KX unveils agentic AI blueprints for capital markets
KX has launched two agentic AI blueprints for capital markets: an AI Research Assistant and Trading Signal Agents, built with Nvidia software and KX's KDB-X data platform.
The products are aimed at research and trading teams that handle fast-moving market data and large volumes of documents. KX is positioning the blueprints for regulated environments that require audit trails, governance controls, and repeatable workflows. It also says the systems deliver sub-second response times and preserve temporal accuracy by aligning outputs to event time.
Agentic AI is drawing interest from technology suppliers and financial firms that want systems able to break tasks into steps and act across data sources. In capital markets, those approaches face constraints around latency and oversight. Trading desks and research teams also need tools that track when information became available, given the risk of using data that was not known at the time a decision was made.
Research workflows
KX's AI Research Assistant blueprint supports retrieval, summarisation, and synthesis across structured market data, unstructured content, and proprietary documents. Typical sources include earnings information, regulatory filings, and internal research notes. The goal is to reduce the time analysts spend locating and compiling information across formats.
The Trading Signal Agents blueprint focuses on identifying and monitoring potential signals in real time. KX says it uses multimodal information aligned to market time. Outputs are governed and can be assessed before feeding into trading and risk processes.
Both blueprints sit on what KX and Nvidia describe as the Nvidia AI Factory stack, using Nvidia accelerated computing and Nvidia AI Enterprise software. Listed components include Nvidia NeMo Retriever, Nvidia Nemotron embedding models, and Nvidia NIM microservices.
Data and time
KX has connected KDB.AI to Nvidia cuVS for GPU-based vector indexing and search. The platform also uses KDB-X, which KX describes as its time-series-native analytics layer. The design reflects the importance of sequencing and timing in market data analysis, where a signal's value can depend on its place in an event stream.
KX calls the approach "temporal AI," saying the system aligns data to event time and computes point-in-time-correct context. This structure is intended to support auditable workflows by allowing users to reproduce an output and verify which data points were available at the time.
Capital markets firms have adopted vector databases and embedding models to improve document search and chat-style interfaces. Many also use retrieval-augmented generation to keep outputs grounded in source material. Agent-based designs add another layer by allowing software to plan and coordinate tasks, increasing the need for guardrails and oversight.
"Capital markets are facing an alpha paradox where more data and more AI can make it harder to find durable signal," said Ashok Reddy, Chief Executive Officer, KX.
Reddy added: "The signal-to-noise ratio is collapsing. When signals decay before validation, and governance and economics can't keep up, many AI approaches break down. KX is solving these problems with Temporal AI systems that turn real-time, multi-modal data into research and signal intelligence that teams can operationalize with speed, governance, and control."

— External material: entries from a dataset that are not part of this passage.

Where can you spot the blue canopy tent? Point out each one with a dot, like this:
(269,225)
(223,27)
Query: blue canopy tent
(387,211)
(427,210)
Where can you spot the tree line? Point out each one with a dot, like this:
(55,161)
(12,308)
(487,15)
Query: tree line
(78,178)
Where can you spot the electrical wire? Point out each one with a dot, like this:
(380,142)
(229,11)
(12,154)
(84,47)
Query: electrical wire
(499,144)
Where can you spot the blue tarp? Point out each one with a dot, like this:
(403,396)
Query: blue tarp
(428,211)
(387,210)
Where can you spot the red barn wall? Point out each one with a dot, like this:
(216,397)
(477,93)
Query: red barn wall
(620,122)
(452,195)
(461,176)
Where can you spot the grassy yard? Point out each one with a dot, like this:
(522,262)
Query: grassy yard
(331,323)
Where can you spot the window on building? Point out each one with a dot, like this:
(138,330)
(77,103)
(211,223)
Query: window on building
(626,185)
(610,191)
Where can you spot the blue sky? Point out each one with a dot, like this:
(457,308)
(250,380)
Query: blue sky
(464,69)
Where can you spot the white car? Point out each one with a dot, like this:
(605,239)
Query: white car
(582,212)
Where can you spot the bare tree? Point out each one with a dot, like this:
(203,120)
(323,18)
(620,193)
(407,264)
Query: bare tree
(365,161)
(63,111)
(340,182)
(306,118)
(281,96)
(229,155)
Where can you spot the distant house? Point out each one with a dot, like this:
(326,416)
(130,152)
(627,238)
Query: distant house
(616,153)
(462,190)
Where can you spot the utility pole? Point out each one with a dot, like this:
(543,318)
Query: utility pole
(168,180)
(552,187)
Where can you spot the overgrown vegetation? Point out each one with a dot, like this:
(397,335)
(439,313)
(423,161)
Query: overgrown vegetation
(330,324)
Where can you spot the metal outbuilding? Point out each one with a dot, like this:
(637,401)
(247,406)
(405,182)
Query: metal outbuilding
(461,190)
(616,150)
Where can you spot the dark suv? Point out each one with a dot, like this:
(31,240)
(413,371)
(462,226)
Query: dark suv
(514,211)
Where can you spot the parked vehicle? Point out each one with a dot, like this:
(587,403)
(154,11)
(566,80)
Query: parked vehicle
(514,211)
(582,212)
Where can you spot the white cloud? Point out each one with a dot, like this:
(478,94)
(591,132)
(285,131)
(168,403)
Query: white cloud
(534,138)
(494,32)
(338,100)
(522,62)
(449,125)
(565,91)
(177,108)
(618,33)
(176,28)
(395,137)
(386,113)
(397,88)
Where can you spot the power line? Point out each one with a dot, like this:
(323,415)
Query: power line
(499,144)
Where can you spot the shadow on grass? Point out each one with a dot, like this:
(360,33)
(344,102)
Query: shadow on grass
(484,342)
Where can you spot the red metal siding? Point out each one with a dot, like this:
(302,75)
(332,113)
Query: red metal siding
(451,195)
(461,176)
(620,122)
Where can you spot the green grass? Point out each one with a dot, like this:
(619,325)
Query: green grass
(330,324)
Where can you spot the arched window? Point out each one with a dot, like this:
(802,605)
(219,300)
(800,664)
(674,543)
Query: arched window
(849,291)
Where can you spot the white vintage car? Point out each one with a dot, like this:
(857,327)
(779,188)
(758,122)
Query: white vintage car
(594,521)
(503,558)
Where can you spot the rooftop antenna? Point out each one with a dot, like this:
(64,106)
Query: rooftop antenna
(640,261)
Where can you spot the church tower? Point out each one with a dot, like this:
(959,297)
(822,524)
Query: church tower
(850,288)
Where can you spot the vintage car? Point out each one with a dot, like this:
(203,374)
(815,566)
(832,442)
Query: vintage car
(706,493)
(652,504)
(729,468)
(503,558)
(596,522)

Nvidia described the partnership as a way to combine its compute and software stack with KX's time-series focus in financial markets.
"To extract durable alpha in today's hyper-competitive markets, financial institutions need unprecedented computational capacity," said Ioana Boier, Global Head of Capital Markets Strategy, Nvidia.
Boier added: "Our collaboration with KX combines NVIDIA AI Factory stack with KX's deep expertise in time-series data, enabling trading and research teams to overcome the traditional speed-intelligence trade-off and deploy complex models without sacrificing real-time execution at scale."
RBC proof of concept
KX also highlighted a production-focused proof of concept with RBC Capital Markets. The project produced an internal tool called Aiden Quick Takes, built using 14 specialised agents. KX says it compressed research cycles from hours to minutes across RBC's capital markets organisation.
The work also tested retrieval and search across structured market data, unstructured narrative, and proprietary documents used in earnings and research decisions. KX linked the improvement to integrations with Nvidia AI Enterprise software.
"We wouldn't be able to do any of this without RBC Borealis and our strategic partnerships," said Bobby Grubert, Head of AI and Digital Innovation, RBC Capital Markets.
Grubert added: "We're prioritizing industry leaders that we go deep with in terms of strategy - NVIDIA and KX being two of those firms - as we go all in to scale up and out across capital markets."
KX plans live demonstrations of both blueprints at Nvidia's GTC event and will share further detail on research and trading use cases as it prepares the debut of KDB-X as the next generation of its kdb+ ecosystem.